After training you are left with a 10x difference between your training loss and validation loss which would suggest overfitting (hard to say for sure without a graph and some examples).
To start fixing it:
Use a metric that makes sense in your context and you understand what it does and how it's computed.
Take random examples where the metric is very good and where is very bad and manually validate that that is really the case (otherwise you need a different metric).
In your case I would imagine a metric based on the distance between the desired location and the predicted ones.
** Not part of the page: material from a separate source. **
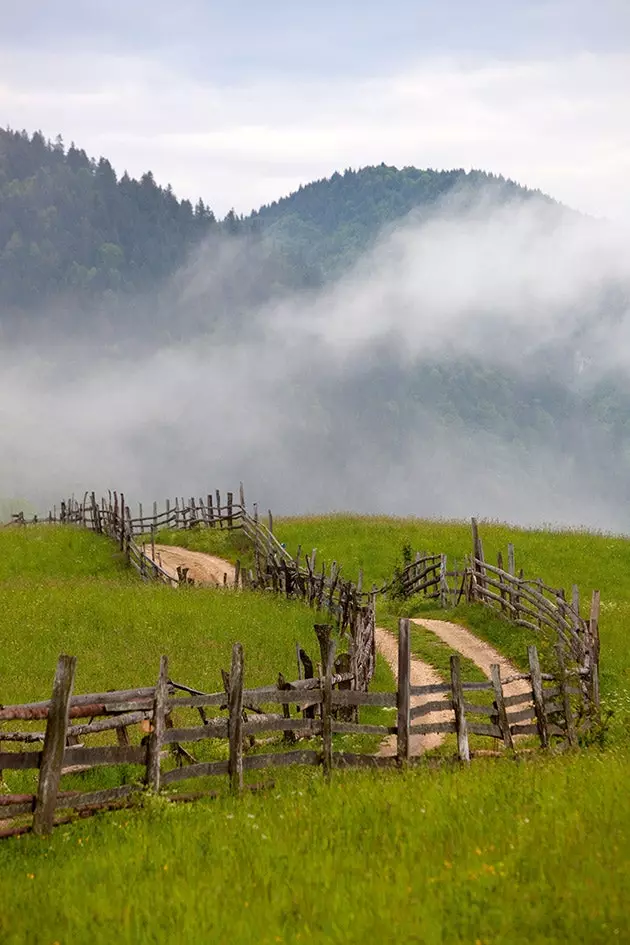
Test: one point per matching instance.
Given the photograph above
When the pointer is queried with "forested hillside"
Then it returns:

This is not a default thing and you would have to implement it yourself.
Always be suspicious if the model says it's perfect.
It is impossible to tell from your question, but I will venture a guess here by some implications of your data split.
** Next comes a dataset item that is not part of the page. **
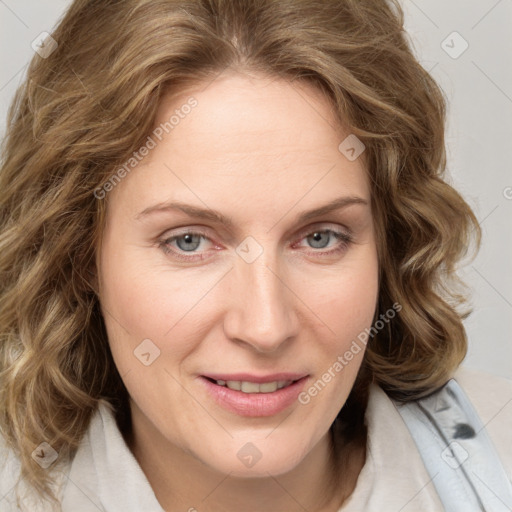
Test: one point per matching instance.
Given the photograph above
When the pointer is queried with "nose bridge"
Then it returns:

Typically, when one splits one's data into more than two sets, one is using all but one of them to train on some parameter or another. For example, the first split is used to choose the model weights, the second split to choose the model architecture, etc. Presumably you are training something with your 'validation' set, otherwise you wouldn't have it. Thus, the problem is almost certainly overfitting. The way that you detect overfitting, usually, is the difference in the accuracy of your model on data used to train your model (which is usually everything except for one single split) which you are calling your 'training' and 'validation' splits, and the accuracy of a split which your model has not touched, which you are calling your 'test' split.
So, per your question-comment "I assume if the validation accuracy is that high then there is no overfitting, right?". No. If the difference between the accuracy of your model on any data that you've used to train anything at all is higher than the accuracy of your model on data that your model has never touched in any way shape form or fashion, then you've overfit. Which seems to be the case with you.
OTOH, it may be the case that you've simply not shuffled your data. It's impossible to tell without having a look-see at the training/testing pipeline.